Other than the rent, shopping, entertainment, and transportation, is there any other cost I should really consider in Germany? I mean any unusual costs compared to other countries.

How much more would you add to this salary to make my life much easier for both my wife and me. BTW, my wife is not working.

Thanks in advance.
Cheers


----------



## Bevdeforges

I'd be a bit concerned about an offer like that with no relocation provision. Particularly if they are offering you something under the usual salary for the position. You should probably check to see what they are doing about the immigration side of things, and check to see what sort of Probezeit (probationary period) is in the contract. During the Probezeit, they can let you go for no reason at all - and if you don't have any agreement about relocation, you could be stuck in Germany with no visa/work permit and no money to move back to Korea. 

But as far as where to live is concerned - I'd look at the nearby towns, like Gundelfingen, which is just to the north of Freiburg. There is a tram line that runs from Gundelfingen right into the center of Freiburg. And (unless things have changed since I lived there), Freiburg has a daily market in the Messeplatz where you can get fresh produce and other food items year round.

Depending on where you'll be working, you may very well be able to get by without a car. Check to see if your workplace is on one of the tram lines.

I lived in Freiburg for about a year - and I just loved the city. The job, on the other hand, was pretty grim for a number of reasons. I'd check out the terms of employment before getting too wrapped up in life in Freiburg, however. Just the fact of having no relocation allowance seems a bit dodgy.
Cheers,
Bev


----------



## miaux

How many years of experience do you have? Is it a well established company or a startup? 

Sr. positions not necesarily means moving upwards... 

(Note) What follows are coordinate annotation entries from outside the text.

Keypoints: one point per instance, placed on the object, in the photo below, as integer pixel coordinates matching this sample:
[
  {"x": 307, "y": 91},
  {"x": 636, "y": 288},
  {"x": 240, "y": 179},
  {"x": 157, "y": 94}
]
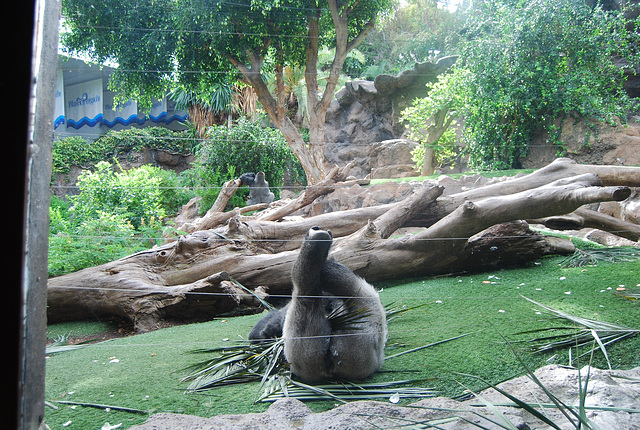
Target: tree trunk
[{"x": 195, "y": 277}]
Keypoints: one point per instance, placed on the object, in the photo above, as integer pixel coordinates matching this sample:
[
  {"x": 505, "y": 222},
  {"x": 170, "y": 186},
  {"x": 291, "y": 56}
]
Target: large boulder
[{"x": 366, "y": 113}]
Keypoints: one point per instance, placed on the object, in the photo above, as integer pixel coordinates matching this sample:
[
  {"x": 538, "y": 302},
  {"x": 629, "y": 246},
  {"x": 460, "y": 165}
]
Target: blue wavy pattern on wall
[
  {"x": 99, "y": 120},
  {"x": 164, "y": 118},
  {"x": 118, "y": 120},
  {"x": 85, "y": 121},
  {"x": 58, "y": 121}
]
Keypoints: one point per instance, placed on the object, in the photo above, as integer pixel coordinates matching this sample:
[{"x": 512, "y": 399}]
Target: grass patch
[
  {"x": 435, "y": 176},
  {"x": 144, "y": 371}
]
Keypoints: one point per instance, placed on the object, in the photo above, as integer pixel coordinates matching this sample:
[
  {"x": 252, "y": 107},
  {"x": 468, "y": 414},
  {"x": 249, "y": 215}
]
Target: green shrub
[
  {"x": 114, "y": 215},
  {"x": 521, "y": 67},
  {"x": 136, "y": 194},
  {"x": 226, "y": 153},
  {"x": 77, "y": 151}
]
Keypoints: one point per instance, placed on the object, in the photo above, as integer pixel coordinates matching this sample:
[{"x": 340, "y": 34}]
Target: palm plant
[
  {"x": 264, "y": 362},
  {"x": 579, "y": 333}
]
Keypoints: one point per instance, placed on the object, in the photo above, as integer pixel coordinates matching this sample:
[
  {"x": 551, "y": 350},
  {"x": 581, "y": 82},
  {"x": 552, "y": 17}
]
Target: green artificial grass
[
  {"x": 489, "y": 174},
  {"x": 143, "y": 372}
]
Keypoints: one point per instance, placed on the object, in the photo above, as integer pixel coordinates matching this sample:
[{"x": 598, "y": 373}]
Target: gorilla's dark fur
[{"x": 316, "y": 350}]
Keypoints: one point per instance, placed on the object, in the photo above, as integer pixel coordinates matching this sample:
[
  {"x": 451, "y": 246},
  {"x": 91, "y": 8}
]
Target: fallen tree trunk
[{"x": 194, "y": 277}]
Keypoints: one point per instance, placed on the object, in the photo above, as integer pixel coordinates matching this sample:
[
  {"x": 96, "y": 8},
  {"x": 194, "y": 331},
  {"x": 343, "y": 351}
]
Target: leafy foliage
[
  {"x": 411, "y": 34},
  {"x": 523, "y": 65},
  {"x": 77, "y": 151},
  {"x": 115, "y": 214},
  {"x": 226, "y": 153}
]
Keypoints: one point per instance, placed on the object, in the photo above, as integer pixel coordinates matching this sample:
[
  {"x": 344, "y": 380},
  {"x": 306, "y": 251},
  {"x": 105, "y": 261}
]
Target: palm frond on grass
[
  {"x": 582, "y": 332},
  {"x": 629, "y": 294},
  {"x": 591, "y": 257},
  {"x": 264, "y": 362},
  {"x": 61, "y": 344}
]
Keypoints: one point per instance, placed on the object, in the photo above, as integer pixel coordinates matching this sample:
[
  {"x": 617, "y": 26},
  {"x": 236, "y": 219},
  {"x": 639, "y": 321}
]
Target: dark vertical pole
[{"x": 36, "y": 223}]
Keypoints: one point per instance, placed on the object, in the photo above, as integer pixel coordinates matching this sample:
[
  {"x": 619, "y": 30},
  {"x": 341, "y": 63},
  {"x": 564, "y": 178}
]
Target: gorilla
[
  {"x": 315, "y": 344},
  {"x": 258, "y": 188}
]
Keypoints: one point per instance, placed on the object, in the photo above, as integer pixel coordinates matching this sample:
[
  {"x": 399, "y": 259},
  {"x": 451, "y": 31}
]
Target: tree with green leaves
[
  {"x": 198, "y": 42},
  {"x": 525, "y": 64}
]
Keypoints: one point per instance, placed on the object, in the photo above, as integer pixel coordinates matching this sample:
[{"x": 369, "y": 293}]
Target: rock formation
[{"x": 363, "y": 122}]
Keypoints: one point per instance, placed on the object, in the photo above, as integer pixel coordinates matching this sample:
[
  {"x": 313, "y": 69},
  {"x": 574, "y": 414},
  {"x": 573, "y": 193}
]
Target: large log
[{"x": 482, "y": 228}]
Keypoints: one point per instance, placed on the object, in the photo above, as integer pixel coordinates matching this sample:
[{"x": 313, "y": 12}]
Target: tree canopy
[
  {"x": 523, "y": 65},
  {"x": 158, "y": 43}
]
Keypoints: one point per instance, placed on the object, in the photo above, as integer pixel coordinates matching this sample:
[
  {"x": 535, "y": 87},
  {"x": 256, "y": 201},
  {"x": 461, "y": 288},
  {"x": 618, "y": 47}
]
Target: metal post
[{"x": 33, "y": 322}]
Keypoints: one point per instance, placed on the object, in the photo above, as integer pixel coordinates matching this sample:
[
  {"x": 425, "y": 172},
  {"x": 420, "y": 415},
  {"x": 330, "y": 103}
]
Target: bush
[
  {"x": 226, "y": 153},
  {"x": 522, "y": 67},
  {"x": 77, "y": 151},
  {"x": 114, "y": 215}
]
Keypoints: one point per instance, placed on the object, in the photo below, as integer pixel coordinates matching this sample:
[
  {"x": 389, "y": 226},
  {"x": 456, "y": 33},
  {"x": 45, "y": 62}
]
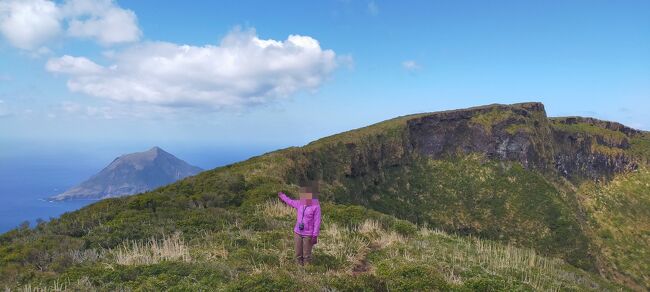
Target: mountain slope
[
  {"x": 131, "y": 174},
  {"x": 505, "y": 173}
]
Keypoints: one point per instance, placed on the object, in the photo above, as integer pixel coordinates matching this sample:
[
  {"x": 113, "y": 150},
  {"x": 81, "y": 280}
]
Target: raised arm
[{"x": 287, "y": 200}]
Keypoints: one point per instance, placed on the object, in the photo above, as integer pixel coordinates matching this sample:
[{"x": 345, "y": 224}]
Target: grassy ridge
[
  {"x": 619, "y": 217},
  {"x": 213, "y": 230},
  {"x": 372, "y": 252}
]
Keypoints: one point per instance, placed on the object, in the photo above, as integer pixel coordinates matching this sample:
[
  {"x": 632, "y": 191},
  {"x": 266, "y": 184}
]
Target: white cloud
[
  {"x": 410, "y": 65},
  {"x": 73, "y": 65},
  {"x": 373, "y": 9},
  {"x": 101, "y": 20},
  {"x": 31, "y": 24},
  {"x": 242, "y": 70}
]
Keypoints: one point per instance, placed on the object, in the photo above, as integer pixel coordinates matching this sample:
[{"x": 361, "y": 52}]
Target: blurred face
[{"x": 306, "y": 197}]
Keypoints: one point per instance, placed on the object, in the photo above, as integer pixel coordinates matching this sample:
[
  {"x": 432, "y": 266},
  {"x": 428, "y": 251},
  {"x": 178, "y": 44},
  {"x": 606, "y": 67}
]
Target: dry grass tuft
[
  {"x": 170, "y": 248},
  {"x": 276, "y": 209}
]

Honestly, the salary that you are offered is a bit low, and remember that in Germany you have to give a 3 month deposit for an appartment, prices, you can check them in immobilienscout. 

When I had 5 years of experience, KIA motors in Frankfurt offered me 5K EUR relocation and a similar salary as yours ( im single)... The job that I finally got in Berlin, paid 1k EUR in relocation, and a similar salary to yours... so here you have a benchmark... Check immobilienscout for prices of appartments in Freiburg, that will take most of your salary. 

Remember that there are other expenses that you should consider, such as the GEZ and the monthly transportation ticket ( in Berlin 78 eur per month). 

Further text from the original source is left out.